The Anchovy Paste Syndrome

Most supermarkets, including ours, stock between thirty and forty thousand items depending upon the store size. And each year, food manufacturers and processors present between twenty and twenty five thousand new items to food retailers. . .that’s about two thousand new items every month, two thousand items that the grocer must evaluate as potential products for his customers. It’s a tricky process, because only about 10% of these new products are on the grocer’s shelves 24 months later.
The introduction of the UPC code, that group of varied sized black bars on product labels introduced around 40 years ago, gave supermarkets a new tool to instantly measure the number of individual products sold and profits realized. For some food retailers UPC reports became the single deciding factor of whether a product remained on the shelves or not. In effect, if not enough of your neighbors bought the product, you did not have the opportunity to buy it yourself. Many grocers switched the emphasis from customer service to volume and profit. I like to call it the Anchovy Paste Syndrome.
Anchovy Paste is possibly the slowest moving item in the grocery industry, and the most difficult product to find anywhere. Even the big-box stores with food, clothing and hardware under one roof do not offer it to their customers. You might find anchovies in a little tin in these super-stores, but real Spanish Anchovy Paste in small jars or tubes are impossible to find.
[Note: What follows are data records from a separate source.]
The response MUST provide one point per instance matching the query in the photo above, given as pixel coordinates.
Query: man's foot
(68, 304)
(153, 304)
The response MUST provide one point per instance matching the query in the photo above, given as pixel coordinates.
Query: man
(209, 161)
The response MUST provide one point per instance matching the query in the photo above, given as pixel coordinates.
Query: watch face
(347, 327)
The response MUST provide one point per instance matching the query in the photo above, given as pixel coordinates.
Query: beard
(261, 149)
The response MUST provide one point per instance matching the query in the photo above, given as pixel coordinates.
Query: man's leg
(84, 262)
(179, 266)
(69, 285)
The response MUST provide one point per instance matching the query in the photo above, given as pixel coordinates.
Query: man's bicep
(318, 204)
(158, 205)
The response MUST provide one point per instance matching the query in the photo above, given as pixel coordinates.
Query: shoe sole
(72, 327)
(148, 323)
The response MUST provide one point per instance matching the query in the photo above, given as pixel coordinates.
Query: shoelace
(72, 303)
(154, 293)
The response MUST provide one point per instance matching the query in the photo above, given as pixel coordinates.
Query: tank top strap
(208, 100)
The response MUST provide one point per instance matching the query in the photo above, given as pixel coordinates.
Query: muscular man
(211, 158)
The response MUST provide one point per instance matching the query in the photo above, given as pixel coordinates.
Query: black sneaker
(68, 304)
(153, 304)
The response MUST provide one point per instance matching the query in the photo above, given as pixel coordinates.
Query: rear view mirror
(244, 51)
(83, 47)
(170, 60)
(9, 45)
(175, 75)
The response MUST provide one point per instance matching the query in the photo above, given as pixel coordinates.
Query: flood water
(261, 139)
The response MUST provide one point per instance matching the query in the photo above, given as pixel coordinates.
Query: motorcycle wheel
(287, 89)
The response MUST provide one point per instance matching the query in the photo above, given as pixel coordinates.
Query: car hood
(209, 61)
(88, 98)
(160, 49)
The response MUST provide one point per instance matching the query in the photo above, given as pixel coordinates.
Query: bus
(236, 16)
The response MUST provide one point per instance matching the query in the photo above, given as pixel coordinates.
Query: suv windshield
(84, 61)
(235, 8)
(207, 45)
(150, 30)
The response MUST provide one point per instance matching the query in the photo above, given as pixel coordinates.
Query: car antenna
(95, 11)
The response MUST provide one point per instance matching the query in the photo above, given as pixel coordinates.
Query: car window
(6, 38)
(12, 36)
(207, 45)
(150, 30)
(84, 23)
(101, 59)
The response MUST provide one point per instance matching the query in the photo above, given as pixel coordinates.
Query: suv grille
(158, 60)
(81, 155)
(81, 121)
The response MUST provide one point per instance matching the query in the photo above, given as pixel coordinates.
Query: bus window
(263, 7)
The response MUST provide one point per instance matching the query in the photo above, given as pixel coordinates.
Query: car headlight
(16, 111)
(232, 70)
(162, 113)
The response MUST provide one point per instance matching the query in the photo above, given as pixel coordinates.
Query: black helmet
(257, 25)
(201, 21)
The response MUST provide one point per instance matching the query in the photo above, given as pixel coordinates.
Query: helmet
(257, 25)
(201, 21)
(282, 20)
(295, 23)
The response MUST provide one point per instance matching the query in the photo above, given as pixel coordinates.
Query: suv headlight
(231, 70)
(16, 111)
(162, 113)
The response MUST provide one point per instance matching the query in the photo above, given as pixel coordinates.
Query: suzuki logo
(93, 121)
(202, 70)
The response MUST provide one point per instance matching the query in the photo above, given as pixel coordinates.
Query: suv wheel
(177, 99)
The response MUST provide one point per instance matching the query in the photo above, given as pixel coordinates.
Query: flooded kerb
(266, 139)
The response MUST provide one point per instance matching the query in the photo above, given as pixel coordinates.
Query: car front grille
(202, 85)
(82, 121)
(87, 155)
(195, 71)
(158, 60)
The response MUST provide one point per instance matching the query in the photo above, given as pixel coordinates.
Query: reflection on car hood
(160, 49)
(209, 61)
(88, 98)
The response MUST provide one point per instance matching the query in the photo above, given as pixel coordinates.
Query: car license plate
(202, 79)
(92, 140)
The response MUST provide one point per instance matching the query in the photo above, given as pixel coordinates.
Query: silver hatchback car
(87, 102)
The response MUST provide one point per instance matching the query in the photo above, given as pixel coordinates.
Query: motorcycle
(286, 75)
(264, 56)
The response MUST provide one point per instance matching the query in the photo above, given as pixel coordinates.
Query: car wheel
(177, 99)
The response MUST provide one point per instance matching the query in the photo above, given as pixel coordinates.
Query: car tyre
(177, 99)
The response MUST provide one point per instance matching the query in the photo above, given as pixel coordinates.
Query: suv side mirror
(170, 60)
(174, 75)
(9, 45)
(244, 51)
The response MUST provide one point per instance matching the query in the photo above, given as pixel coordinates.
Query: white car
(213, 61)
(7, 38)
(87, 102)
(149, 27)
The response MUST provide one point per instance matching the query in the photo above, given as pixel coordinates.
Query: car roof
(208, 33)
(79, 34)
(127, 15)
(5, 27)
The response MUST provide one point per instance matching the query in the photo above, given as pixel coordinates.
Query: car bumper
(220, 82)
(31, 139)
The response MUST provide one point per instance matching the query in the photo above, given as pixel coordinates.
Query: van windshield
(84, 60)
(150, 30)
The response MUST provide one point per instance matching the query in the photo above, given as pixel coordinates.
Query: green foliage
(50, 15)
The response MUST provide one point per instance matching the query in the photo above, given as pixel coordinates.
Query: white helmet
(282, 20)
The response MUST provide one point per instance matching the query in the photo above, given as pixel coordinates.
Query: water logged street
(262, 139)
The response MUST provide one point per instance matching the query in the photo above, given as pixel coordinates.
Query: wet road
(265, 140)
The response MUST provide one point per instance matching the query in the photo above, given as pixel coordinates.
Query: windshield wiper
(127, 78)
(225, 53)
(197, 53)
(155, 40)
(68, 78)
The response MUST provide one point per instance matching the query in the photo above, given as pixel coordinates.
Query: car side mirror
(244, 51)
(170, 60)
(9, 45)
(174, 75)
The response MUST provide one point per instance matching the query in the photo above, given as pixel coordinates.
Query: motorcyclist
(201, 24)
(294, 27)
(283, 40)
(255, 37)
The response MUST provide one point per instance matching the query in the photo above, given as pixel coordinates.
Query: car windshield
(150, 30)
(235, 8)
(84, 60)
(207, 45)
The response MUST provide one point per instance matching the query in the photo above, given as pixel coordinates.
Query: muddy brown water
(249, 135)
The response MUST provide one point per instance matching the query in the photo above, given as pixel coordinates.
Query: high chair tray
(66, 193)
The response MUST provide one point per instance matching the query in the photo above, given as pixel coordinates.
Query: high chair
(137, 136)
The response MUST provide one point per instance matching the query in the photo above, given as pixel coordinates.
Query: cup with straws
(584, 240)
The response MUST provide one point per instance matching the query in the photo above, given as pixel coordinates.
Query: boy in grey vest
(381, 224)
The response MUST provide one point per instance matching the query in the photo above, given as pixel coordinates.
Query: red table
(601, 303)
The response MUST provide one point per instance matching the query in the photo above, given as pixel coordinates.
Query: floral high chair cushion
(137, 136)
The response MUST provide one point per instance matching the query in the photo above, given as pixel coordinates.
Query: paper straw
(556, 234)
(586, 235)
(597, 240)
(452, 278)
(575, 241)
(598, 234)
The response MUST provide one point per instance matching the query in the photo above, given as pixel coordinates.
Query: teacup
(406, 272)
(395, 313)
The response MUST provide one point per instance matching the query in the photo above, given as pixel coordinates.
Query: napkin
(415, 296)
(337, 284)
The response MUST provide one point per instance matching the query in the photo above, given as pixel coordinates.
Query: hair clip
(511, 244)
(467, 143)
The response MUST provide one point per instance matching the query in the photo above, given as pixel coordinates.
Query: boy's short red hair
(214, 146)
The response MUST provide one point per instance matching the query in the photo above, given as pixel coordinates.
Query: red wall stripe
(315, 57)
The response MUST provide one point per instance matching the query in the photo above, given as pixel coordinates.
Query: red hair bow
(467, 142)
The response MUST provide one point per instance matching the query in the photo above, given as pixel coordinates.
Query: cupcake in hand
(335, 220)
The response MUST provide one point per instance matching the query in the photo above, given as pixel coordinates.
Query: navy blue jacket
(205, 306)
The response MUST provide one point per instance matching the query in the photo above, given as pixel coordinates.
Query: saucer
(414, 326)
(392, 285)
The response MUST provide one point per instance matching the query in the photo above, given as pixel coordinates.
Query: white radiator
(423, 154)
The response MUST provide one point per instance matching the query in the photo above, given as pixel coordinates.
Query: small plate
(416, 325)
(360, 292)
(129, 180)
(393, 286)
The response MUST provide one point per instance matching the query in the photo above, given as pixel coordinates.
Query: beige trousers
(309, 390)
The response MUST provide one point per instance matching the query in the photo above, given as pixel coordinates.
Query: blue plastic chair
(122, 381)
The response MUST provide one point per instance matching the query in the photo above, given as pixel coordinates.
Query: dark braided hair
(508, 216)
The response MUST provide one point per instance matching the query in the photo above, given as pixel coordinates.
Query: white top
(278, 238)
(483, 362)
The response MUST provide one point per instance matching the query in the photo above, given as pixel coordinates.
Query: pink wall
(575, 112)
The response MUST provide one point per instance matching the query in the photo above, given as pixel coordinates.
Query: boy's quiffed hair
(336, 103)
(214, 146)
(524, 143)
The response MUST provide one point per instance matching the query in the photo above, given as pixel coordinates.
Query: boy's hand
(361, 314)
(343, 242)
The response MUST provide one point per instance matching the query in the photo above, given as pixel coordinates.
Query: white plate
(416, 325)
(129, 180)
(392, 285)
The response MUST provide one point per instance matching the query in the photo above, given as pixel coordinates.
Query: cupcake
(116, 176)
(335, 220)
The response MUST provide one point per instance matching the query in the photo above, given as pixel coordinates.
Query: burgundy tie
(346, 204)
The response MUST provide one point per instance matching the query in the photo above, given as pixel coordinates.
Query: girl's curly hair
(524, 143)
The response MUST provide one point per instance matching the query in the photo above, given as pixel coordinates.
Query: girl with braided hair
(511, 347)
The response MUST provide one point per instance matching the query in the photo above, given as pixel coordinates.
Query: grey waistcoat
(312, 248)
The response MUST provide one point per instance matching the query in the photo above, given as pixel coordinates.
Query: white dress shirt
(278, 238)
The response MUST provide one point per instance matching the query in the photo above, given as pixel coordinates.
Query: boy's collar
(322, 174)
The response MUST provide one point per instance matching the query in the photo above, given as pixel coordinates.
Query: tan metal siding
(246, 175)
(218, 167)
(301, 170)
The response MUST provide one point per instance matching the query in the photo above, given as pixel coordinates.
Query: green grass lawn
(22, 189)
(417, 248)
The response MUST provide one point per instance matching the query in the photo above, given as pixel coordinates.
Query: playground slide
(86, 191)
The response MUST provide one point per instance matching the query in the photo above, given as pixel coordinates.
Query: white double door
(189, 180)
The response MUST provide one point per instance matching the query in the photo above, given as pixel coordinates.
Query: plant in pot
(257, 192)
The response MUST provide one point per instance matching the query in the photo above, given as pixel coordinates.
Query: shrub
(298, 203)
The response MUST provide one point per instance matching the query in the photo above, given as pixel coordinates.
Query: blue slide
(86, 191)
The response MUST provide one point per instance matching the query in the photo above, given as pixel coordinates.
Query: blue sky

Of course, we have Anchovy Paste at Hillers. We always have, and we always will. It falls into our must-have category. In fact we have eight different kinds.
And just like hundreds of other very special foods and additives, you CAN find it at Hillers. If you wish to mix up a batch Caesar Potato Salad or any of the hundreds of other great dishes that cry out for the special salty-sweet light fish flavor of Anchovy Paste, visit the spice section, the canned fish and meat section, look atop the fresh meat and fish coolers, or the gourmet food department near the Italian foods.
Well, maybe we over did it, but we pride ourselves in putting specialty products right where you think they ought to be.